Informed Comment

Thoughts on the Middle East, History, and Religion

Juan Cole is President of the Global Americana Institute

Sunday, August 27, 2006

91.7% of Iraqis Say "US Troops Out"
30 Dead, Dozens Wounded in Civil War Violence


On Sunday morning in Iraq, guerrillas deployed a car bomb to blow up the offices of the al-Sabah newspaper in the Waziriyah District of Baghdad, killing at least 2 persons and wounding at least 20. Sabah was originally set up by the Americans as a newspaper friendly to the new regime.

Question of the week: Would you rather have $1075 or the war in Iraq?

91.7 percent of Iraqis oppose the presence of US troops in their country--a nearly 20 percent increase since 2004. A big majority thinks the US is in their country for the oil.

7 dead bodies showed up in the streets in various parts of northern Iraq Saturday, including in Tikrit and near Kirkuk.

Reuters reports civil war violence in Iraq for Saturday. Policemen were assassinated in Mosul and in Samarra. Reuters reports 20 dead in the political violence, but does not include the 7 mentioned by the Pakistan Times. Lots of other deaths were also no doubt not reported by either one. Among the major incidents:


' ISKANDARIA - A car bomb outside a Shi'ite mosque in the town of Iskandaria south of Baghdad killed three people and wounded 17, police said. . .

BAQUBA - Gunmen in the town of Baquba 65 km (40 miles) north of Baghdad attacked a Shi'ite family, killing two women and two children and wounding 11. . . [Late reports say 6 were killed and 13 wounded - al-Sharq al-Awsat.]

KIRKUK - Four Kurdish civilians were killed in a drive -by shooting as they were travelling southwest of the ethnically mixed city of Kirkuk, police said. . . .

BASRA - Gunmen killed a woman translator and wounded another as they left a British military base in the southern city of Basra, police said. . . Gunmen killed three civilians in Basra, police said. [Also a military intelligence operative who was working near the Iranian border showed up dead - al-Sharq al-Awsat].

TIKRIT - Gunmen in the predominantly Sunni town of Tikrit stormed a bakery on Friday and killed three Shi'ite workers and wounded two, police said. '


Al-Sharq al-Awsat reports that [Ar.] the Basra Provincial Governing Council [PGC] has passed a law allowing it to imprison any journalist who reports violence in the province without checking with the PGC first--even if he or she was reporting something they witnessed with their own eyes.
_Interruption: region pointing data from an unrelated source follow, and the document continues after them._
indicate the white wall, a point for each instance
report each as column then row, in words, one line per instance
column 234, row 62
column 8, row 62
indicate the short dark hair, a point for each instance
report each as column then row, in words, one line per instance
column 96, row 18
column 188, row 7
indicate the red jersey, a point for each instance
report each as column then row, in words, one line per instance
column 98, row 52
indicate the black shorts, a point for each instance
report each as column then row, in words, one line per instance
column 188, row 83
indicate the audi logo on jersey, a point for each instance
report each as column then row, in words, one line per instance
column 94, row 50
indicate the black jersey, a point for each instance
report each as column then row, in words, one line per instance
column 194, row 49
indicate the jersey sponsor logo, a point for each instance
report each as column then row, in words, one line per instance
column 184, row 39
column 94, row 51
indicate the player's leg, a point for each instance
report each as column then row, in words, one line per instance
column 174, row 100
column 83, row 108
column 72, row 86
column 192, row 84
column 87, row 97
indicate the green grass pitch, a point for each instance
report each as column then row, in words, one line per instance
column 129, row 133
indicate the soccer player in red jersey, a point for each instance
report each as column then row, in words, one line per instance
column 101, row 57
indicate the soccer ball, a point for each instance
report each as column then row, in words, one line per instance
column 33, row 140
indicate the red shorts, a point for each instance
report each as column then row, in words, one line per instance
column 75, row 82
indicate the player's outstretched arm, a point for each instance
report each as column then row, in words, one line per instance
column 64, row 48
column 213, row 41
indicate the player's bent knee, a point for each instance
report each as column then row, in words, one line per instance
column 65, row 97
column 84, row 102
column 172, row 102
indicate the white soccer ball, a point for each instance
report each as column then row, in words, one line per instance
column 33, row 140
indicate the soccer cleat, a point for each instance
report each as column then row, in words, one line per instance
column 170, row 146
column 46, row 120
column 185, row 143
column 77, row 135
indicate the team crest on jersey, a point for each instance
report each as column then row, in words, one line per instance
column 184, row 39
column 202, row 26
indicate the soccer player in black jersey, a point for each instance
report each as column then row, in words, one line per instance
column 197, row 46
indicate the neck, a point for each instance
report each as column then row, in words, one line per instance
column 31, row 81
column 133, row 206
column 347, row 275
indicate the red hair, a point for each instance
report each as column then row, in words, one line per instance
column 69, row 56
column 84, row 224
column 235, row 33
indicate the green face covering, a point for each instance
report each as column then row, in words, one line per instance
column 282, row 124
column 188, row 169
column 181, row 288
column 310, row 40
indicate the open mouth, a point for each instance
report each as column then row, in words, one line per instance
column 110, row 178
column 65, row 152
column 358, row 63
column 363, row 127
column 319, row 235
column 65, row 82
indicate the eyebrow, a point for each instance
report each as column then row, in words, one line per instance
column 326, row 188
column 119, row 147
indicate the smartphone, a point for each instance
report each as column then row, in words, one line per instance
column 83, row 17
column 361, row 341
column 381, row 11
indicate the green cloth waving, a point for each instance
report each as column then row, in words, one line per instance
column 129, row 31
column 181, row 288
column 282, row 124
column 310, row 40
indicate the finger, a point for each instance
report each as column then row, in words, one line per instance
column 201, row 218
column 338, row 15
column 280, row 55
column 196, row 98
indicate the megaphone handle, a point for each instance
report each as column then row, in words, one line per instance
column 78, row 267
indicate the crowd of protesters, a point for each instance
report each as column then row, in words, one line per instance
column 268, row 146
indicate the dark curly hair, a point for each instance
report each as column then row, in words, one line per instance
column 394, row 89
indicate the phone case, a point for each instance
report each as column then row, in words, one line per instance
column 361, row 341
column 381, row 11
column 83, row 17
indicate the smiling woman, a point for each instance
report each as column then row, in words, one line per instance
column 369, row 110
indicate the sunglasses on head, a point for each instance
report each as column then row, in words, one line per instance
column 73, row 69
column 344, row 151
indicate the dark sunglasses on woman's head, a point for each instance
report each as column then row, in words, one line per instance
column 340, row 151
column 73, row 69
The law contravenes the Iraqi national constitution, which guarantees freedom of the press.

Iraqi tribal chieftains met Saturday in a preparatory conference for a planned meet on national reconciliation. The clan leaders mostly have rural constituents and are no longer very powerful in Iraqi society. Although some are mixed Sunni-Shiite, mostly one or the other branch of Islam massively predominates in the tribe. The power has long ago shifted to urban political leaders. The tribal chieftains are not, moreover, very organized, and nor are their followers. My guess is that the Sunni Shaikhs have been invited to informally stand proxy for the Sunni guerrilla leadership.

Shaikh Abd al-Razzaq al-Wiqa` said in a speech to the group, "Abolishing the law of Debaathification, recognizing the Iraqi Resistance, distinguishing between it and terrorism, and building a national army far from being characterized by sectarian quotas-- these are the significant prerequisites for national reconciliation."

This Sunni point of view is not without merit, but hell will freeze over before Massoud Barzani (the Kurdish leader), Abdul Aziz al-Hakim (leader of the Shiite Supreme Council for Islamic Revolution in Iraq) and Muqtada al-Sadr will sign onto it.

Taysir al-Mashhadani, the Sunni female member of parliament from Baquba who was kidnapped by a Shiite militia, has been released. Typically such releases come after a ransom has been paid.

The Kurdistan powder keg.

Turkey continues air raids against PKK positions in northern Iraq. The Turks have invoked the example set by Israel's bombing of Lebanon.

Ed Wong of the NYT also sees Kurdistan as a cautionary tale against the rush to partition Iraq.

The draft constitution for the Kurdistan Regional Confederacy identifies Kirkuk as an integral part of the federal region. A lot of Turkomans and Arabs in Kirkuk are not going to like this, and they have patrons in Turkey and southern Iraq.

California educator gets into trouble for TWT-- Thinking While Teaching.

That Richard Armitage was the first to mention Valerie Plame's status as a CIA operative to Novak is not very interesting. What is interesting is the ay that Traitor Rove and Traitor Libby immediately figured out that such a leak should be spread around for partisan political purposes.